Aythya ferina

Aythya ferina

The Common pochard (Aythya ferina, Linnaeus, 1758) is a bird belonging to the Anatidae family.

Systematics –
From a systematic point of view it belongs to:
Eukaryota Domain,
Kingdom Animalia,
Sub-kingdom Eumetazoa,
Superphylum Deuterostomia,
Phylum Chordata,
Subphylum Vertebrata,
Infraphylum Gnathostomata,
Superclass Tetrapoda,
Aves class,
Subclass Neornithes,
Superorder Neognathae,
Order Anseriformes,
Anatidae family,
Subfamily Anatinae,
Aythyini tribe,
Genus Aythya,
A. ferina species.
The term is synonymous:
– Anas ferina Linnaeus, 1758.

Geographic Distribution and Habitat –
The Common pochard is an anseriform bird with a wide range that includes Europe, Asia and North Africa; in Europe it is present up to the latitudes of Great Britain while the northernmost populations migrate south to southern Asia and northern Africa.
In Italy there are scarce nesting scattered almost everywhere but always at low altitudes, and where there is water; it is in transit and wintering, at times it nests in Veneto and Emilia Romagna.
It breeds in Central Europe, Central Asia and Turkey and Crete.
Its breeding habitat consists of swamps and lakes with a meter or more of water depth.

Description –
The Aythya ferina is an anseriform bird of 42–49 cm in length and a weight that varies between 750 and 1200 g and which has evident sexual dimorphism.
It has a long beak like the head and a short and rounded tail, grayish legs.
The male is recognized by the female by the head and neck which are reddish-brown in color; the chest is black, the back and sides light gray. Rump, upper tail and under tail are black, the beak is black with a pale blue stripe. The eclipse dress is similar to the female but more gray on the top and with reddish hues.
The female is of a uniform brown color tending to greyish above with an indistinct pale spot around the beak and chin and a bluish ring on the beak, always gray wing band.
The male in wedding dress has a reddish brown head and neck, gray back and flanks vermiculated with white, black chest and undertail.
The colors of the female are less bright and less contrasting, almost uniform dark brown, the throat, the base of the beak and the band that crosses the eye show lighter shades.
The flight is fast at high altitude but rises with difficulty from the surface.
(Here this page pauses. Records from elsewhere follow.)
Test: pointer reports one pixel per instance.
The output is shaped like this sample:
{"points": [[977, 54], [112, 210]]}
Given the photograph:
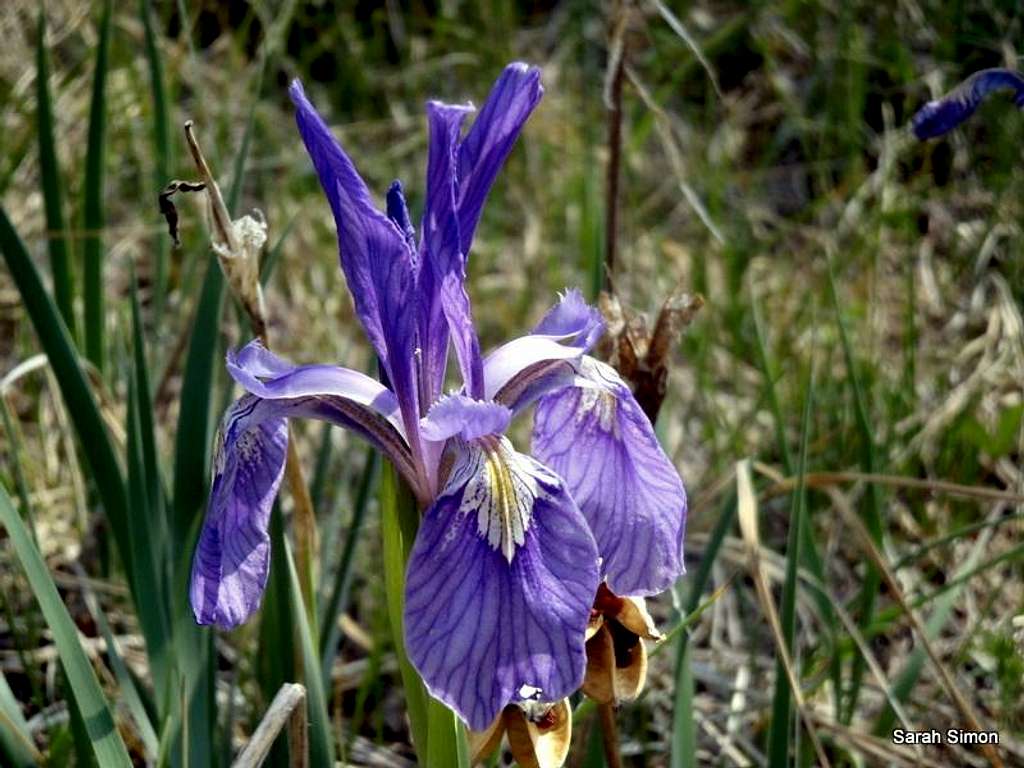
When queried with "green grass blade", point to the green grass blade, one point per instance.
{"points": [[129, 689], [92, 204], [15, 452], [445, 737], [321, 741], [684, 732], [338, 601], [162, 150], [156, 496], [872, 502], [275, 660], [781, 717], [81, 404], [193, 441], [684, 728], [49, 171], [398, 522], [145, 532], [16, 747], [103, 736]]}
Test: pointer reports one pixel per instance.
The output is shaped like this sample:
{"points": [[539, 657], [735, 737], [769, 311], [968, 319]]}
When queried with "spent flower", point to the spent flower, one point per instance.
{"points": [[512, 547]]}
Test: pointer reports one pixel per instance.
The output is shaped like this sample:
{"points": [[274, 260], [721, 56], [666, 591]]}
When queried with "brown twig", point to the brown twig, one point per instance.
{"points": [[613, 103], [248, 291], [287, 708]]}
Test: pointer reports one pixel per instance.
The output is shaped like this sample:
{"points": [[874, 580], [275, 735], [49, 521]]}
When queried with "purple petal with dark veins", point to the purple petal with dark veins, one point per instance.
{"points": [[229, 566], [491, 138], [459, 415], [375, 256], [330, 393], [232, 555], [441, 251], [600, 441], [492, 620]]}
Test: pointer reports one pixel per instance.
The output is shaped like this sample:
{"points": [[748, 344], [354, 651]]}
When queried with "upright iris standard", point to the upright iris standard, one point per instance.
{"points": [[512, 547]]}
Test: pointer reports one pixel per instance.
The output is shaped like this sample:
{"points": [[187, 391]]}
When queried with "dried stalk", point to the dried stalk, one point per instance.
{"points": [[288, 707], [243, 276], [945, 679]]}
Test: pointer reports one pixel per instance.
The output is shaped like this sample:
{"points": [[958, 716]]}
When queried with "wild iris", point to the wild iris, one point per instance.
{"points": [[512, 546]]}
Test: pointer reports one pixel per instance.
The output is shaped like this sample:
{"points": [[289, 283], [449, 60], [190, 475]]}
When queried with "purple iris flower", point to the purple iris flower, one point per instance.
{"points": [[942, 115], [511, 547]]}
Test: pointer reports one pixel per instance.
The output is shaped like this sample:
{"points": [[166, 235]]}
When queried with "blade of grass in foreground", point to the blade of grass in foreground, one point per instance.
{"points": [[16, 747], [49, 171], [872, 501], [338, 601], [81, 404], [92, 204], [103, 736], [321, 739], [129, 689], [684, 731], [781, 717], [398, 523], [144, 534]]}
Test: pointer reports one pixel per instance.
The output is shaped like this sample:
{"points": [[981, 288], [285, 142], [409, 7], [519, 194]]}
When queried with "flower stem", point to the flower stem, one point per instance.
{"points": [[304, 519], [609, 735]]}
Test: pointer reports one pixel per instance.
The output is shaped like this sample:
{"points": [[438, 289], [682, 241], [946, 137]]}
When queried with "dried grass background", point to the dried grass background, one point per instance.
{"points": [[741, 181]]}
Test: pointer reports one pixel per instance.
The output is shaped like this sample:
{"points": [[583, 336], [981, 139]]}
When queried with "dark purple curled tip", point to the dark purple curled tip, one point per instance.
{"points": [[942, 115]]}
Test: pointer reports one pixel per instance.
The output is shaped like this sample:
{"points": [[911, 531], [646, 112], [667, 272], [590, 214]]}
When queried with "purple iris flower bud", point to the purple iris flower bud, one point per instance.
{"points": [[942, 115], [512, 547]]}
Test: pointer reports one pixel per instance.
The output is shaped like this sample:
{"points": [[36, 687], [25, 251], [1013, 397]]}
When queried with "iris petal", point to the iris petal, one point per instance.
{"points": [[513, 97], [484, 630], [459, 415], [942, 115], [231, 560], [600, 441], [375, 256], [442, 253], [524, 369]]}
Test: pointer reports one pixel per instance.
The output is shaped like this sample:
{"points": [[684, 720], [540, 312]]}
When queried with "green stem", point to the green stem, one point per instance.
{"points": [[437, 734]]}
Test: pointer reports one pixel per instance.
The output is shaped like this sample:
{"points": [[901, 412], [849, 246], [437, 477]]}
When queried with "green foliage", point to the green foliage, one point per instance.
{"points": [[103, 739], [93, 197]]}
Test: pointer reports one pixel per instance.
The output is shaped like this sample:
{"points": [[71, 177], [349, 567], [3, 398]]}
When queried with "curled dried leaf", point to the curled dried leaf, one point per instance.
{"points": [[167, 209]]}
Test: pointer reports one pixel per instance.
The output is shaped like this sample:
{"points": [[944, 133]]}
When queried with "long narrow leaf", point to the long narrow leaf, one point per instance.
{"points": [[684, 728], [129, 689], [81, 404], [49, 171], [781, 718], [92, 204], [16, 747], [337, 602], [144, 534], [398, 523], [321, 742], [103, 736], [162, 150], [872, 500]]}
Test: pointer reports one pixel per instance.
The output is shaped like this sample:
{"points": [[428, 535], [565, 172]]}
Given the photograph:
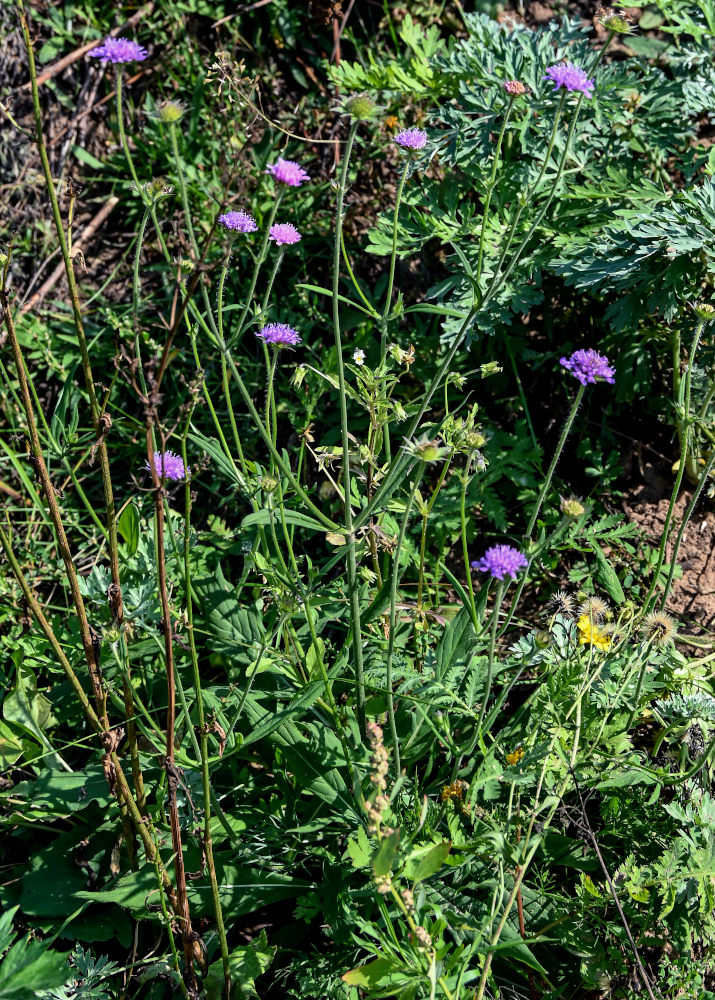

It forms V-shaped flocks and an excellent swimmer.

Biology –
Aythya ferina is a monogamous species with the female laying once a year from 6 to 12 greenish gray eggs that are brooded for 24-26 days; the small nesters become independent after 7-8 weeks and common nests can be had.
The nesting places correspond to areas with the presence of any open water mirror with medium depth.

Ecological Role –
The feral Aythya is a gregarious bird that forms large flocks in winter, often mixed with other diving ducks; like most of the anatids, it is moreover tolerant to the presence of other bird species.
It prefers large open spaces, especially relatively deep freshwater bodies with little vegetation.
It rarely settles on the ground and feeds on vegetable matter and small invertebrates; it is in fact an omnivorous species that feeds mainly on seeds, roots and leaves of aquatic plants, but also on insects and larvae, molluscs, crustaceans and amphibians.
The food taken on the seabed, which it digs, is consumed on the surface.
They often feed at night, and gorge themselves for both food and more characteristic dives.
Unfortunately, in some countries the population of Aythya ferina is decreasing mainly due to the urbanization of natural habitats and their transformation, as well as due to excessive hunting.
It is a species to which the Agreement on the Conservation of Afro-Eurasian Migratory Waterfowl (AEWA) applies.

Guido Bissanti

– Wikipedia, the free encyclopedia.
– C. Battisti, D. Taffon, F. Giucca, 2008. Atlas of nesting birds, Gangemi Editore, Rome.
– L. Svensson, K. Mullarney, D. Zetterstrom, 1999. Guide to the birds of Europe, North Africa and the Near East, Harper Collins Publisher, UK.